How to access xml field with lxml?

366 Views Asked by At

Python 3.6, Lxml, Windows 10

I am getting crazy. I want to access the item field. But I always get the error:

AttributeError: 'cython_function_or_method' object has no attribute'item'

Everything else (address fields etc...) I can access without problems. How can I access the item fields (sku, amount etc...)?

I've used this code:

import requests
from lxml import objectify

url = "URL_TO_XML_FILE"
xml_content = requests.get(url).text.encode('utf-8')

xml = objectify.fromstring(xml_content)

for sale in xml.response.sales.sale:
    for item in sale.items.item:
        print(item.sku)

Here is the beginning of the xml:

<?xml version="1.0" encoding="ISO-8859-1"?>
<getnewsalesresult xmlns="https://pmcdn.priceminister.com/res/schema/getnewsales">
  <request>
    <version>2017-08-07</version>
    <user>SELLER</user>
  </request>  

  <response>
    <lastversion>2017-08-07</lastversion>
    <sellerid>95029358</sellerid>
    <sales>

      <sale>
        <purchaseid>297453287592813953</purchaseid>
        <purchasedate>15/12/2018-19:10</purchasedate>
        <deliveryinformation>
          <shippingtype>Normal</shippingtype>
          <isfullrsl>N</isfullrsl>

          <purchasebuyerlogin><![CDATA[LOGIN]]></purchasebuyerlogin>                  
          <purchasebuyeremail>EMAIL</purchasebuyeremail>        


            <deliveryaddress>
            <civility>Mme</civility>
            <lastname><![CDATA[Lastname]]></lastname>
            <firstname><![CDATA[Firstname]]></firstname>
            <address1><![CDATA[STREET]]></address1>
            <address2><![CDATA[]]></address2>
            <zipcode>13570</zipcode>
            <city><![CDATA[Paris]]></city>

            <country><![CDATA[France]]></country>
            <countryalpha2>FX</countryalpha2>

              <phonenumber1></phonenumber1>
              <phonenumber2>PHONENUMBER</phonenumber2>

            </deliveryaddress>

        </deliveryinformation>
        <items>

          <item>
            <sku><![CDATA[SKU1]]></sku>
            <advertid>411812243030</advertid>
            <advertpricelisted>
              <amount>15.99</amount>
              <currency>EUR</currency>
            </advertpricelisted>
            <itemid>551131040</itemid>
            <headline><![CDATA[HEADLINE]]></headline>
            <itemstatus><![CDATA[REQUESTED]]></itemstatus>
            <ispreorder>N</ispreorder>
            <isnego>N</isnego>
            <negotiationcomment></negotiationcomment>
            <price>
              <amount>15.99</amount>
              <currency>EUR</currency>
            </price>
            <isrsl>N</isrsl>
            <isbn></isbn>
            <ean>4363745894373857474; </ean>
            <paymentstatus><![CDATA[INCOMING]]></paymentstatus>
            <sellerscore></sellerscore>
          </item>
        </items>
      </sale>
      <sale>
2

There are 2 best solutions below

1
On BEST ANSWER

The problem is that items is actually a method of ObjectifiedElement, so the expression sale.items actually returns the method, because it has precedence.

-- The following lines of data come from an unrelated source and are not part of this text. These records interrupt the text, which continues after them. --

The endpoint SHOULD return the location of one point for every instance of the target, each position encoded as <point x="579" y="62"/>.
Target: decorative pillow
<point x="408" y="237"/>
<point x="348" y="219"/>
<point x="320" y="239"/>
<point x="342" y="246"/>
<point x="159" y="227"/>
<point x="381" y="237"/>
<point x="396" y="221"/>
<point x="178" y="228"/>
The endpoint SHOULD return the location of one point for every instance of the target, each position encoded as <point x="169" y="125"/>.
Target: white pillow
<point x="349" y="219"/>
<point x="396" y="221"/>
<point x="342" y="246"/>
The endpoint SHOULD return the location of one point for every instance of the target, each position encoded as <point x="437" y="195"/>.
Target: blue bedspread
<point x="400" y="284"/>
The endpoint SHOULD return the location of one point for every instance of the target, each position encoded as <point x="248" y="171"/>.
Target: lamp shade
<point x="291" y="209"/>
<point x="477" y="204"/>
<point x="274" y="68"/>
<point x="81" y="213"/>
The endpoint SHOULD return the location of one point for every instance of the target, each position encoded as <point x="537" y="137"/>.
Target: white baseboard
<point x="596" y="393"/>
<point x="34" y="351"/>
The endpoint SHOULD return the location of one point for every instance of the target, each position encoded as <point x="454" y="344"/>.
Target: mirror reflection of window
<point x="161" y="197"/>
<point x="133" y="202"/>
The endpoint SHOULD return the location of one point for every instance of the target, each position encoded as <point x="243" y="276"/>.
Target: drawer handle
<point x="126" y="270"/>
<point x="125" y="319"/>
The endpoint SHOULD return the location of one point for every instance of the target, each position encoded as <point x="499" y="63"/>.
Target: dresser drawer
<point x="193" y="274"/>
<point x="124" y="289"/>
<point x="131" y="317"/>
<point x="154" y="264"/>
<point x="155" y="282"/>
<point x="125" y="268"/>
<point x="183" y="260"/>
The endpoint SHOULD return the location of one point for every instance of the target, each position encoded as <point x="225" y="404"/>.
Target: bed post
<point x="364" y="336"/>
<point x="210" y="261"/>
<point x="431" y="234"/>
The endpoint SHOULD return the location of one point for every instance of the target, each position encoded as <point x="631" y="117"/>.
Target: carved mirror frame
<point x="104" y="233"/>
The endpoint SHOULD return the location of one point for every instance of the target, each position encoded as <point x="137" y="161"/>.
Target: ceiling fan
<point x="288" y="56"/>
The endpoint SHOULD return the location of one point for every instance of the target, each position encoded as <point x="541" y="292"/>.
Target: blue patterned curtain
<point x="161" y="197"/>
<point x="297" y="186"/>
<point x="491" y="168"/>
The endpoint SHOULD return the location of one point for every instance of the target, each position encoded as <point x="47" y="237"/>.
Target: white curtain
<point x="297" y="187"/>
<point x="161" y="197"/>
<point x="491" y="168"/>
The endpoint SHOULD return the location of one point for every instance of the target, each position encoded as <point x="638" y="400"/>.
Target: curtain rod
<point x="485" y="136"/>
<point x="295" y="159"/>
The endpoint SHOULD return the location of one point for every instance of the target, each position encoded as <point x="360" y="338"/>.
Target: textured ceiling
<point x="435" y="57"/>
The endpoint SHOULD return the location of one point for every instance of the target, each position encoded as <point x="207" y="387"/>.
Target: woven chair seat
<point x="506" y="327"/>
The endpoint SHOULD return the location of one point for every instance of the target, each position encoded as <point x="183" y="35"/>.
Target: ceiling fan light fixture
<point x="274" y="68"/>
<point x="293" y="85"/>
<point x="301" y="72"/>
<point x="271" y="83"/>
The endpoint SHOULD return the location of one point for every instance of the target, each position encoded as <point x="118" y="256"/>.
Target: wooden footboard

To get the 'items' object you want, you have to be more explicit about getting the attribute of sale and not looking for methods of the class first, which is the usual python order. This is what python does behind the scene when you access an attribute, and you can do it too:

sale.__getattr__('items')

This will also work (it's a dictionary-like interface to the attributes of an object):

sale.__dict__['items']

The revised code:

import requests
from lxml import objectify

url = "URL_TO_XML_FILE"
xml_content = requests.get(url).text.encode('utf-8')

xml = objectify.fromstring(xml_content)

for sale in xml.response.sales.sale:
    for item in sale.__dict__['items'].item:
        print(item.sku)
0
On

Another way to deal with this is to avoid using the flaky attribute interface:

for sale in xml['response']['sales']['sale']:
    for item in sale['items']['item']:
        print(item['sku'])

Using the dict-like indexing interface, you never have to worry about certain attributes names (which includes such common words as items, index, keys, remove, replace, tag, set, text, and values) returning surprising results.